Their report quotes UNICEF‘s five year old figure of a £40m saving to the NHS if women were supported to breastfeed for a little longer, and this is a compelling argument of course, but what really matters is respect and support for women’s choices, and societal change to make those choices realistic and achievable, so that no mother is judged either for her decision to breastfeed, or for her decision not to.
I do applaud the recommendation to normalise breastfeeding within the PHSE curriculum in schools, but having seen the cringey sex-ed video shown in Year 5, I would love to see this done in a modern, straightforward and unembarrassed way, preferably facilitated by people specifically trained in this sort of education. NCT Breastfeeding Counsellors, for example.
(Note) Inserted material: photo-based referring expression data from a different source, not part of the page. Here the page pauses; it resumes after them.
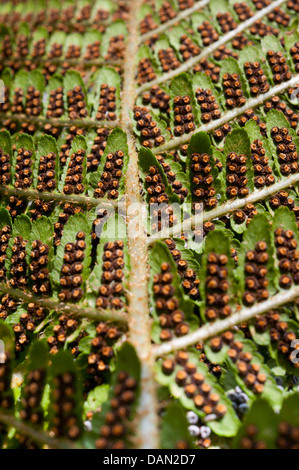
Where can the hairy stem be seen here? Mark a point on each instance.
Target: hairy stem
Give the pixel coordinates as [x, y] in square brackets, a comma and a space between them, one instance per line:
[212, 329]
[212, 48]
[139, 319]
[229, 116]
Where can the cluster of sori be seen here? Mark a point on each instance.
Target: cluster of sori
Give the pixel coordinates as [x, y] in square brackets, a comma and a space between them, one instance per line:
[147, 24]
[171, 319]
[166, 12]
[184, 4]
[39, 272]
[168, 59]
[190, 280]
[208, 105]
[116, 48]
[33, 102]
[280, 69]
[66, 326]
[240, 41]
[98, 149]
[8, 305]
[234, 96]
[236, 179]
[208, 33]
[71, 272]
[256, 77]
[4, 168]
[63, 404]
[5, 234]
[280, 334]
[22, 46]
[17, 106]
[279, 16]
[276, 103]
[209, 68]
[288, 256]
[114, 433]
[74, 177]
[286, 150]
[73, 52]
[47, 173]
[5, 107]
[107, 104]
[55, 106]
[23, 174]
[217, 286]
[202, 181]
[195, 385]
[256, 271]
[39, 48]
[248, 371]
[243, 11]
[111, 176]
[295, 55]
[188, 48]
[245, 215]
[112, 289]
[157, 98]
[28, 322]
[199, 431]
[183, 115]
[146, 72]
[263, 175]
[150, 132]
[215, 369]
[53, 131]
[66, 147]
[63, 217]
[32, 411]
[282, 198]
[262, 29]
[93, 51]
[16, 206]
[155, 187]
[293, 5]
[18, 270]
[76, 103]
[176, 185]
[40, 208]
[101, 354]
[223, 53]
[226, 22]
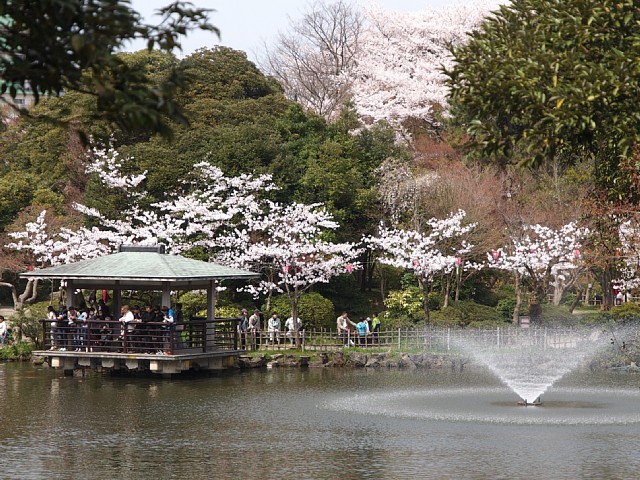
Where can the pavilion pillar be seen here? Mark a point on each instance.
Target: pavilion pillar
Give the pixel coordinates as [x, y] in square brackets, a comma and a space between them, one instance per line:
[211, 313]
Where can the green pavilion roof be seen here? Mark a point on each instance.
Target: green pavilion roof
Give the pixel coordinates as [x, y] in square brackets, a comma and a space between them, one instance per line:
[140, 269]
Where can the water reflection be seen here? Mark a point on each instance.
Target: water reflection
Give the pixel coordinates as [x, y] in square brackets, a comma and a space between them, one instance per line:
[327, 423]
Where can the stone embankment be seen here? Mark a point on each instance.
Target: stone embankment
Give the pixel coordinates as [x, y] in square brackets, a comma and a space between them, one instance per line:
[356, 360]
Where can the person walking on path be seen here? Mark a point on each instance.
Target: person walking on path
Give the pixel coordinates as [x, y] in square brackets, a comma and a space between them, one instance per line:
[343, 322]
[375, 328]
[273, 328]
[363, 330]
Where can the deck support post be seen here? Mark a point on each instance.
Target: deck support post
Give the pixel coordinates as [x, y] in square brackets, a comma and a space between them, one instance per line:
[211, 314]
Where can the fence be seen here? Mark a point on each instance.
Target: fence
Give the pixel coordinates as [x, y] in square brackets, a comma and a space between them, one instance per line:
[432, 339]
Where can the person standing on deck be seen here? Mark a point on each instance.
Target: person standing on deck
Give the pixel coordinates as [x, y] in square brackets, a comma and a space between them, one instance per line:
[168, 319]
[254, 328]
[243, 326]
[53, 323]
[273, 328]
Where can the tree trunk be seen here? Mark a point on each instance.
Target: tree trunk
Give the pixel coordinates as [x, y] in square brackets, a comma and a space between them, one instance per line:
[535, 306]
[607, 291]
[516, 311]
[558, 289]
[295, 334]
[425, 287]
[576, 301]
[447, 291]
[458, 282]
[28, 296]
[14, 294]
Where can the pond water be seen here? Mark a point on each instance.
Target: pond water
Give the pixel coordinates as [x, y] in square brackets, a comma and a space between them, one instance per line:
[316, 423]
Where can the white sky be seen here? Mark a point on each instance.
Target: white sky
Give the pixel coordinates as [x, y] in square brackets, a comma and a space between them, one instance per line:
[247, 24]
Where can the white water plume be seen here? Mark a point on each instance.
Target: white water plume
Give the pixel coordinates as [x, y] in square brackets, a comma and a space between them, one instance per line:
[530, 361]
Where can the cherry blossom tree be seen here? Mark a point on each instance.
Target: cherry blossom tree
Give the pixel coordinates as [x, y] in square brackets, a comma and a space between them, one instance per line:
[543, 257]
[426, 254]
[401, 55]
[309, 61]
[629, 255]
[202, 213]
[227, 217]
[291, 250]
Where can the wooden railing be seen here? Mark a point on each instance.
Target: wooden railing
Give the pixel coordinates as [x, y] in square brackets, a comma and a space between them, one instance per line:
[432, 339]
[195, 335]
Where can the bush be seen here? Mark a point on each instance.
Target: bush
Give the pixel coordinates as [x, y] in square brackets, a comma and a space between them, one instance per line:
[405, 303]
[462, 314]
[558, 316]
[435, 301]
[390, 320]
[626, 312]
[506, 307]
[314, 310]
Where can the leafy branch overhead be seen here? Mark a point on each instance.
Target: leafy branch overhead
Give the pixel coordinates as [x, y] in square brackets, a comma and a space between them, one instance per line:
[545, 77]
[50, 47]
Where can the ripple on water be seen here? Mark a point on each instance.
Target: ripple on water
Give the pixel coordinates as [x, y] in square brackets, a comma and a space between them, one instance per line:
[572, 406]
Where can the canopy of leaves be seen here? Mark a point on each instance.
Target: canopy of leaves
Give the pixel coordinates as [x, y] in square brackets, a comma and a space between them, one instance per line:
[51, 46]
[542, 76]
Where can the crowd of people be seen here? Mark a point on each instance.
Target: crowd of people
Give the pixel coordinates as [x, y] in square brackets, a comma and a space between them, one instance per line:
[89, 328]
[365, 332]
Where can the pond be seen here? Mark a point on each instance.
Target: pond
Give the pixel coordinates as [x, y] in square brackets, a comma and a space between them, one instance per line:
[316, 423]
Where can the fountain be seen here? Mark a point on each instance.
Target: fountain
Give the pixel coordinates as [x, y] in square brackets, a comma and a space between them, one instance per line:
[530, 361]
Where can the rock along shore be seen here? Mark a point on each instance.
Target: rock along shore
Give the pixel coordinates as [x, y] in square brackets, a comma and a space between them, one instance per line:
[356, 360]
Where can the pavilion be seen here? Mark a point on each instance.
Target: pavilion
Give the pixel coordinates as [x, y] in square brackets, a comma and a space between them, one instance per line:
[148, 268]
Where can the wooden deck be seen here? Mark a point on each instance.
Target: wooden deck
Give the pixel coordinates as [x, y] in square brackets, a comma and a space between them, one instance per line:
[179, 361]
[199, 344]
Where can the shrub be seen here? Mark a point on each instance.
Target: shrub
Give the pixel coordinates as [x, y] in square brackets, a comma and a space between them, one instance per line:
[560, 316]
[435, 301]
[505, 308]
[626, 312]
[405, 303]
[391, 320]
[314, 310]
[463, 313]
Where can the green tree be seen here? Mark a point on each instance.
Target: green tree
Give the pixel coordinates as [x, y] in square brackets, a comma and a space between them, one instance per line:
[552, 79]
[51, 46]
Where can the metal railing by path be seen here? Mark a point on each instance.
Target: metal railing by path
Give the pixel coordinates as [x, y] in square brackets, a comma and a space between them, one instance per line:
[432, 339]
[195, 335]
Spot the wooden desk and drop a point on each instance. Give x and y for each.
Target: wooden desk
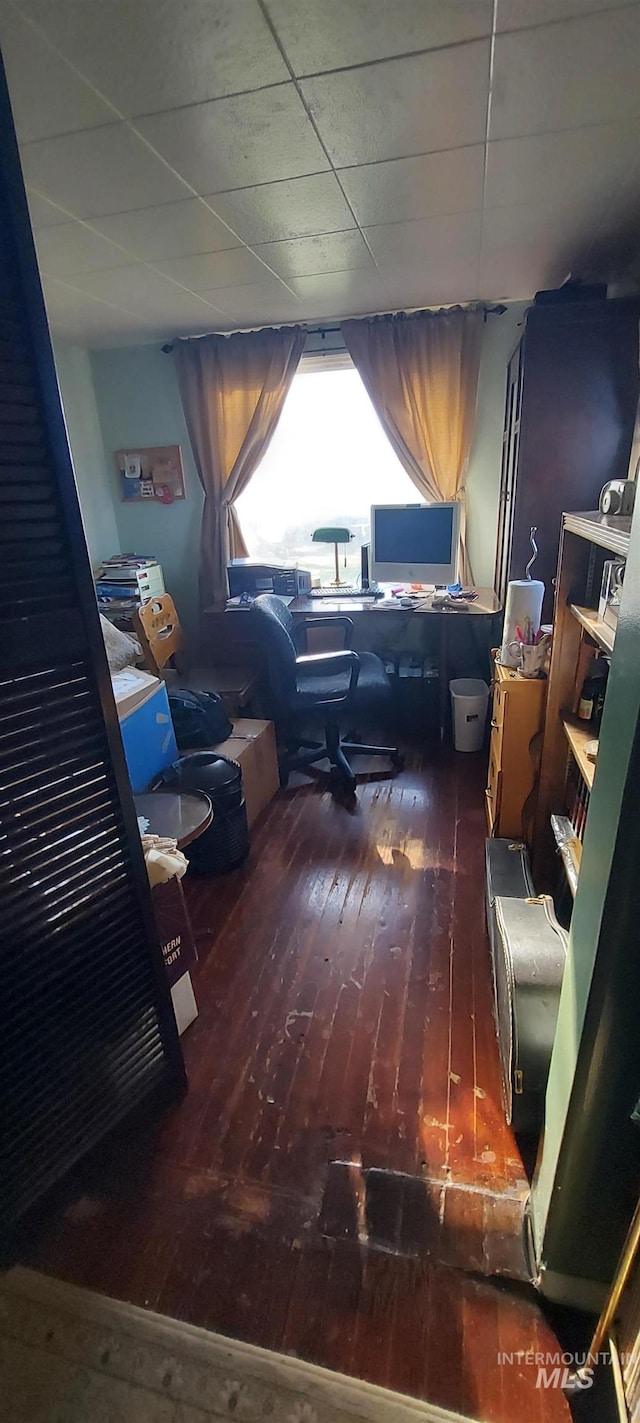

And yes, please do bring back the Infant Feeding Survey, for which funding was withdrawn in 2010, showing just how much of a priority breastfeeding is for policy makers at the very highest level.
Of course I am pleased to see large and influential organisations like the RCPCH talking about the barriers to breastfeeding in our society, and particularly so when there is such a strong media response, raising awareness across the UK. Now let’s see those recommendations put into action.